The delivery system Trump used to launch his first salvo in the latest crisis to engulf the Korean peninsula was predictable enough – Twitter. Likewise predictable was that in aiming at Beijing, rather than Pyongyang, he was, as usual, a few hundred kilometres off target.
This was no simple misfiring on Trump’s behalf – but the latest in a long line of potshots towards China that suggest the US president’s sights are permanently misaligned when it comes to North Korea.
In April, when Trump met the Chinese president, Xi Jinping ( 習近平 ), in Florida, the emergence of North Korea as a major topic was in many ways an unexpected development for the Chinese side. After all, the Korean peninsula had ranked rather low on the list of issues Trump had identified when campaigning for the presidency.

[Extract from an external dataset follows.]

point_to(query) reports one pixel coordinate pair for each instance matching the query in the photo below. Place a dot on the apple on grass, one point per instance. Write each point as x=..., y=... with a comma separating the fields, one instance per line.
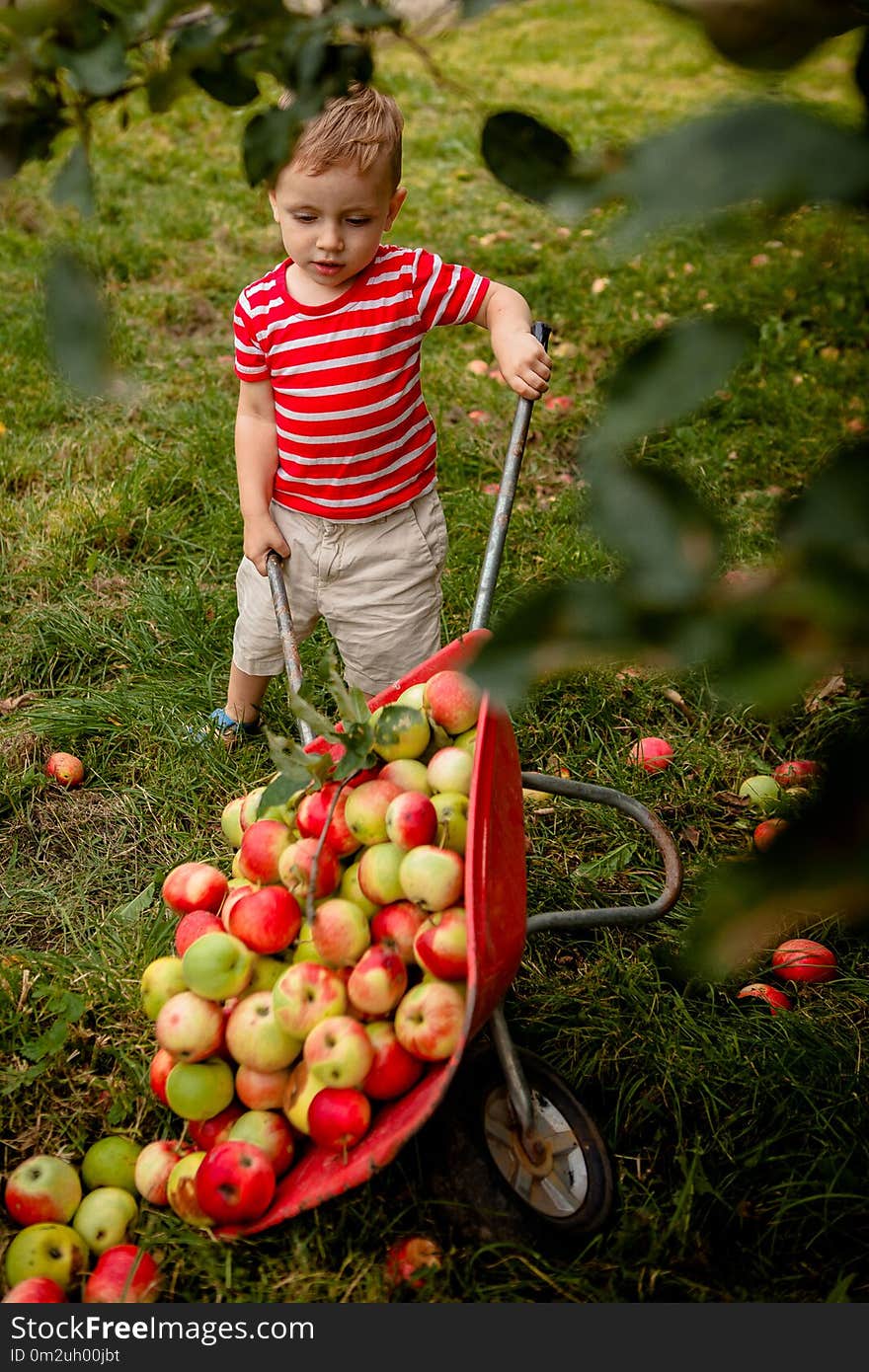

But even then, Trump’s intent was clear. As the pair sat down for dinner at Trump’s Mar-a-Lago estate, the host’s announcement – reportedly over chocolate cake – that US forces were bombing Syria, a country that has enjoyed close ties to China in the past, spoke louder than anything else. The action was widely seen as a message, not only for North Korea, but for what the US sees as Pyongyang’s main ally – China. That message was reinforced within a week after Xi’s return to Beijing, when Trump called him to discuss the issue once again.